Good book. At first glance it's just a western novel but Forrest Carter weaves in political and economic subtexts so you don't even realize you're learning something useful
Forrest Carter has a deep knowledge and feel for the era he's writing about. This book may have been one of his last, I'm not sure. Written in the mid 70's it was perhaps one of those works pushed for by his publisher to 'keep the pot boiling' but Carter still manages to avoid his editors' wish for a ''western'' by introducing some solid and sensitive characters. I've read a few other books by Forrest Carter the two outstanding being The Education of Little Tree and Watch For Me On The Mountain. This story teller has the gift for sure.

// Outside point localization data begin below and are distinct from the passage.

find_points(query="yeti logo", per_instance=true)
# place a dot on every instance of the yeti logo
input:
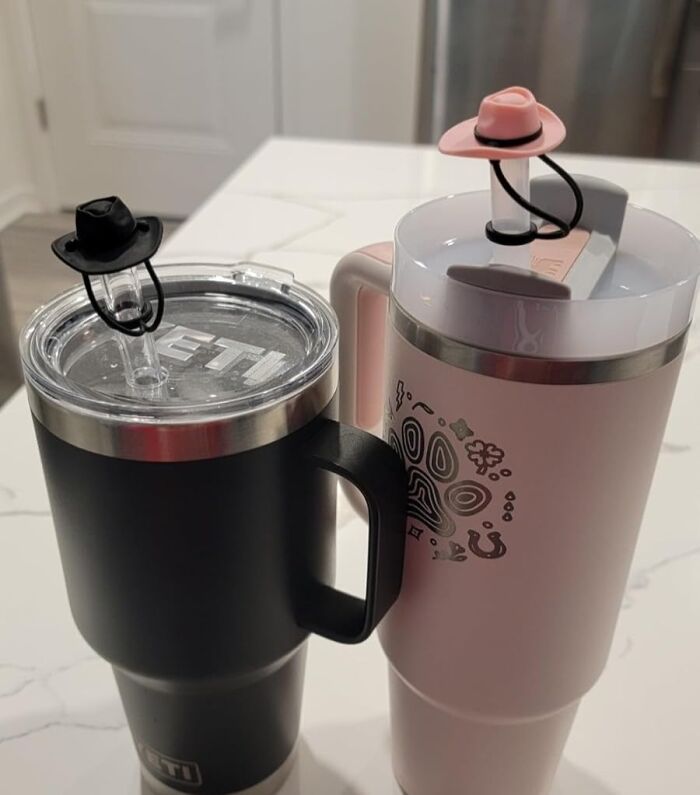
(181, 343)
(169, 769)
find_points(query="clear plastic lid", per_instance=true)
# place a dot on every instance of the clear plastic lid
(233, 339)
(644, 298)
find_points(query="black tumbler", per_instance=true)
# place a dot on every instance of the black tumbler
(196, 517)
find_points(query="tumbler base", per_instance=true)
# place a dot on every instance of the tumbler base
(153, 786)
(439, 752)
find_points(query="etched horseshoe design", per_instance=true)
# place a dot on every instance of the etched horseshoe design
(413, 439)
(467, 497)
(441, 459)
(425, 505)
(498, 548)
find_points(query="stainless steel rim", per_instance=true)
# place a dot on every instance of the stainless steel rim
(139, 440)
(531, 369)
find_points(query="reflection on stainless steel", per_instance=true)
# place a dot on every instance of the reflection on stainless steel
(612, 70)
(184, 441)
(533, 369)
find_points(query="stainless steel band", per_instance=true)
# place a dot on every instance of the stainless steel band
(531, 369)
(141, 440)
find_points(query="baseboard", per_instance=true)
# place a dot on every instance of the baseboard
(16, 201)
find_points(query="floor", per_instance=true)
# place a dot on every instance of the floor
(32, 275)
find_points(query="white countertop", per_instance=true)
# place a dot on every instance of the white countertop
(301, 205)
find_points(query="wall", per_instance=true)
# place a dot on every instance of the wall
(349, 68)
(17, 180)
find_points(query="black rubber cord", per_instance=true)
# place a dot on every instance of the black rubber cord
(139, 325)
(563, 227)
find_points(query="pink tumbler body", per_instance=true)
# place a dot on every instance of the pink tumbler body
(525, 501)
(529, 427)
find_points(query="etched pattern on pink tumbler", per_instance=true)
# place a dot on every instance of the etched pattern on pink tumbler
(524, 506)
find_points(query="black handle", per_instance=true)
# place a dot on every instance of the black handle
(375, 469)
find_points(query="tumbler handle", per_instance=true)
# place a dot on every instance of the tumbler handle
(360, 288)
(378, 473)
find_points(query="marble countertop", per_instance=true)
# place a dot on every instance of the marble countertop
(300, 205)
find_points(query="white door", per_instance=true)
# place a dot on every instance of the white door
(154, 100)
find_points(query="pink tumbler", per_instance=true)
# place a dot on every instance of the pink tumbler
(524, 371)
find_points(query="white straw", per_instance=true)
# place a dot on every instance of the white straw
(509, 217)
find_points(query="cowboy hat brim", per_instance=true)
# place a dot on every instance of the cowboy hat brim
(142, 245)
(461, 141)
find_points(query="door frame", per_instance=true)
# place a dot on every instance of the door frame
(32, 101)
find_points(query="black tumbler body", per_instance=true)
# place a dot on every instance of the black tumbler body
(193, 593)
(196, 526)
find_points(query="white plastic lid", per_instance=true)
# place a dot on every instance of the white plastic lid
(645, 297)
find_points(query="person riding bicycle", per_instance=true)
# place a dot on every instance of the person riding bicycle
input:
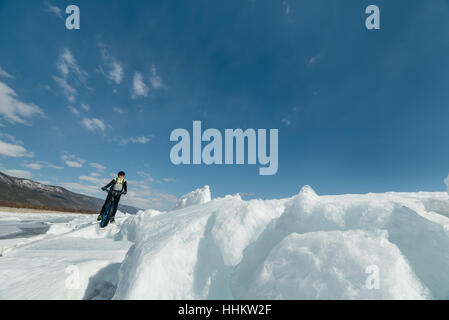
(118, 184)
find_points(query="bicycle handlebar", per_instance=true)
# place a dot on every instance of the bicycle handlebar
(109, 190)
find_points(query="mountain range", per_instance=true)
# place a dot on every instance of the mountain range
(25, 193)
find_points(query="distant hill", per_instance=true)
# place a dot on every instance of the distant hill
(19, 192)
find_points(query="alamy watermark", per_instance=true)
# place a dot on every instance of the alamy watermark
(73, 281)
(212, 153)
(372, 282)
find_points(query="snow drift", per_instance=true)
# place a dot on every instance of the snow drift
(304, 247)
(371, 246)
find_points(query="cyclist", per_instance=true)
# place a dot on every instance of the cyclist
(118, 184)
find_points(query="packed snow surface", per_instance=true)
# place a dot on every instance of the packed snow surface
(370, 246)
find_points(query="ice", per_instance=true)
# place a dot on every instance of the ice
(354, 246)
(197, 196)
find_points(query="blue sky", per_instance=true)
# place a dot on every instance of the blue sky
(357, 111)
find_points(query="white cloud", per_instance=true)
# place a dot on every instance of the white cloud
(73, 164)
(314, 59)
(72, 161)
(69, 91)
(115, 72)
(14, 110)
(94, 124)
(155, 79)
(139, 87)
(41, 164)
(97, 166)
(14, 150)
(18, 173)
(74, 110)
(4, 74)
(34, 166)
(118, 110)
(94, 180)
(54, 10)
(67, 64)
(80, 187)
(11, 138)
(141, 140)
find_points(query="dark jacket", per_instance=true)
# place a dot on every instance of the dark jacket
(116, 199)
(113, 181)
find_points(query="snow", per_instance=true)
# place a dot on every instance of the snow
(354, 246)
(197, 196)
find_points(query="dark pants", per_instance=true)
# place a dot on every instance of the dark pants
(113, 210)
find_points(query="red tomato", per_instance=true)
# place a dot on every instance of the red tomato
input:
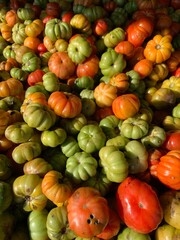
(172, 141)
(138, 205)
(176, 73)
(41, 48)
(35, 77)
(88, 212)
(47, 18)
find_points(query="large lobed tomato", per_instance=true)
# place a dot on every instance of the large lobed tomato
(138, 205)
(88, 212)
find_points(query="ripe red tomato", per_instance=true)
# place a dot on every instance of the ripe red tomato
(88, 212)
(176, 73)
(172, 141)
(138, 205)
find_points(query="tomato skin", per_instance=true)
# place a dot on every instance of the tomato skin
(88, 212)
(172, 140)
(41, 48)
(139, 30)
(138, 205)
(35, 77)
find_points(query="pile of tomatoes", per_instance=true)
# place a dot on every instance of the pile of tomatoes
(89, 119)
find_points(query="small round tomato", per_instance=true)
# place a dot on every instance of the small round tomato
(35, 77)
(176, 73)
(138, 205)
(41, 48)
(47, 18)
(172, 140)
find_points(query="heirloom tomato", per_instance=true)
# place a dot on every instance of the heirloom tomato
(138, 205)
(139, 30)
(88, 212)
(172, 140)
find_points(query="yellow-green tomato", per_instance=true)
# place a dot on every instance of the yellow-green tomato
(167, 232)
(170, 202)
(19, 132)
(37, 224)
(137, 156)
(27, 187)
(130, 234)
(114, 163)
(53, 138)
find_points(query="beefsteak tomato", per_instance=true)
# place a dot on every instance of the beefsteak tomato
(138, 205)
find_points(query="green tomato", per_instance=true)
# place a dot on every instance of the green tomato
(118, 141)
(100, 182)
(88, 107)
(51, 82)
(91, 138)
(110, 126)
(79, 49)
(84, 82)
(81, 166)
(55, 158)
(74, 125)
(18, 33)
(130, 234)
(70, 146)
(155, 137)
(18, 73)
(111, 63)
(39, 116)
(176, 111)
(5, 167)
(94, 12)
(119, 16)
(134, 80)
(57, 224)
(171, 123)
(56, 29)
(37, 224)
(137, 156)
(26, 151)
(134, 128)
(53, 138)
(36, 88)
(167, 232)
(25, 13)
(19, 132)
(30, 62)
(6, 196)
(114, 163)
(112, 38)
(10, 103)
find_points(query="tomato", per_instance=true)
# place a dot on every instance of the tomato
(88, 212)
(66, 17)
(172, 140)
(35, 77)
(139, 30)
(176, 73)
(41, 48)
(138, 205)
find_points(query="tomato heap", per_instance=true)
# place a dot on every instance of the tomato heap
(89, 119)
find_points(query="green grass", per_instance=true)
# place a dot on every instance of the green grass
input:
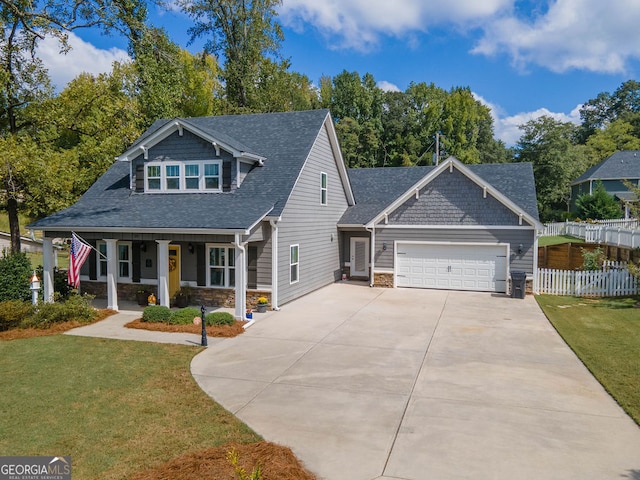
(546, 241)
(116, 407)
(605, 334)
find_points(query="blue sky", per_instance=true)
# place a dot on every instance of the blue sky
(522, 58)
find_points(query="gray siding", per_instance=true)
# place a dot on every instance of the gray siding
(184, 148)
(514, 237)
(452, 199)
(312, 226)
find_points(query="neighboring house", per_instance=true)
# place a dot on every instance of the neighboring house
(611, 172)
(243, 206)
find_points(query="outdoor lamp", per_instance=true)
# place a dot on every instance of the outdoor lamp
(35, 288)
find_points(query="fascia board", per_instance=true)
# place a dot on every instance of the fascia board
(342, 168)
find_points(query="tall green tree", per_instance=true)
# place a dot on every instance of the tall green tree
(599, 205)
(244, 32)
(550, 146)
(23, 79)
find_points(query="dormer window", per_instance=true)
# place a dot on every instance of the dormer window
(192, 176)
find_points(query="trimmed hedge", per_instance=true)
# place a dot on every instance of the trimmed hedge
(156, 313)
(219, 318)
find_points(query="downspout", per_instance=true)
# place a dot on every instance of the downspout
(372, 253)
(241, 286)
(274, 264)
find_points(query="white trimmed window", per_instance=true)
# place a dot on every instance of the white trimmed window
(124, 260)
(294, 263)
(203, 176)
(323, 188)
(221, 271)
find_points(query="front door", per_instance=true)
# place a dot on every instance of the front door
(359, 257)
(174, 269)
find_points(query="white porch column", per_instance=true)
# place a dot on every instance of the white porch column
(163, 271)
(47, 269)
(112, 273)
(274, 264)
(241, 279)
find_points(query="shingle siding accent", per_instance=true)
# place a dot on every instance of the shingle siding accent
(452, 199)
(312, 226)
(384, 258)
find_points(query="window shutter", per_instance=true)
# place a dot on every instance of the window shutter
(201, 267)
(226, 176)
(140, 178)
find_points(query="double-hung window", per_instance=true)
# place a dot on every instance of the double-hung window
(221, 270)
(294, 263)
(190, 176)
(323, 188)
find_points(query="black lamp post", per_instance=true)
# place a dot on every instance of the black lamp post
(203, 312)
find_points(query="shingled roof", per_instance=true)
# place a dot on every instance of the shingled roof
(377, 188)
(618, 166)
(283, 139)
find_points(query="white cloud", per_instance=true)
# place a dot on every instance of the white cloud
(83, 57)
(506, 127)
(359, 24)
(587, 35)
(388, 86)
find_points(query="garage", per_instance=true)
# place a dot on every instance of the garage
(477, 267)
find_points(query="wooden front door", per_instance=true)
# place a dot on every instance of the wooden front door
(174, 269)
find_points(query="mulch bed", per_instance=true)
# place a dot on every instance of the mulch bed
(212, 331)
(276, 463)
(55, 329)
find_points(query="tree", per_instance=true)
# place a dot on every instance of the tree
(599, 205)
(549, 145)
(245, 32)
(24, 79)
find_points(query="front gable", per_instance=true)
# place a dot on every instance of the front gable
(451, 194)
(452, 198)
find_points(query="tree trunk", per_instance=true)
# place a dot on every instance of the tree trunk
(14, 224)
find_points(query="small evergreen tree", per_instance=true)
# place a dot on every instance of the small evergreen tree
(600, 205)
(15, 274)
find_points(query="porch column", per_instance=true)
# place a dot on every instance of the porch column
(47, 269)
(241, 279)
(112, 273)
(274, 264)
(163, 271)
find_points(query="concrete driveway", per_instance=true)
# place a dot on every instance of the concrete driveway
(412, 384)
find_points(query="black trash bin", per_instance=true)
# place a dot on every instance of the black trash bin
(518, 284)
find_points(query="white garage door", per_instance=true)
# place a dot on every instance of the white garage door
(452, 267)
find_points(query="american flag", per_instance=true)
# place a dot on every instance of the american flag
(77, 256)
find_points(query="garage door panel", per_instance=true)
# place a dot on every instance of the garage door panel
(459, 267)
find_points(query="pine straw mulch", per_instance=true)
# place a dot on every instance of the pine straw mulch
(55, 329)
(276, 463)
(212, 331)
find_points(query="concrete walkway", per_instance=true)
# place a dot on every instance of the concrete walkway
(421, 384)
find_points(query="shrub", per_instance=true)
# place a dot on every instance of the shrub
(219, 318)
(15, 273)
(156, 313)
(76, 307)
(13, 313)
(184, 316)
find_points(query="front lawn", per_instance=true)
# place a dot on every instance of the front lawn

Not as good as GTT but still a decent read. Is historically accurate about Old Mexico. If you thought white American settlers were mean and cruel, they can't hold a candle to the Spanish. Not even close. I did find the prose got a bit flowery and waffled at times. Perhaps the success of GTT went to Forrest's head. I gave GTT a 4.5, but would not give Vengeance Trail more than a 4. Again, Forrest Carter's background didn't influence/reduce this story for me.
Carter was the Sacheen Littlefeather/Elizabeth Warren of western fiction. While Gone To Texas was a fine novel, the sequel is a trashy forerunner of the adult western paperback boom of the late 70s. Suspect Carter hacked it out for quick cash while the Outlaw Josey Wales movie was being prepped. Contrary to what one reviewer believed, this WAS made into an obscure movie directed by and starring Michael Parks. It's unwatchable but you can attempt to view it on pirated Youtube uploads.
I read this, mostly because I've watched "The Outlaw Josey Wales" movie a few times. This book was pretty brutal in some of its descriptions. It had some humor and some gutter humor, and an interesting account of the history of the Apache. Certainly not the romantic Western styles of some of the other Western authors I read. These bad guys were BAD...and Josey Wales had his revenge.
Great story! I do love the escapism found in a good story in which the protagonist is of the outlaw antihero variety- violent, clever and gritty but abides by an unwritten honor code who defends good from evil. Fun read!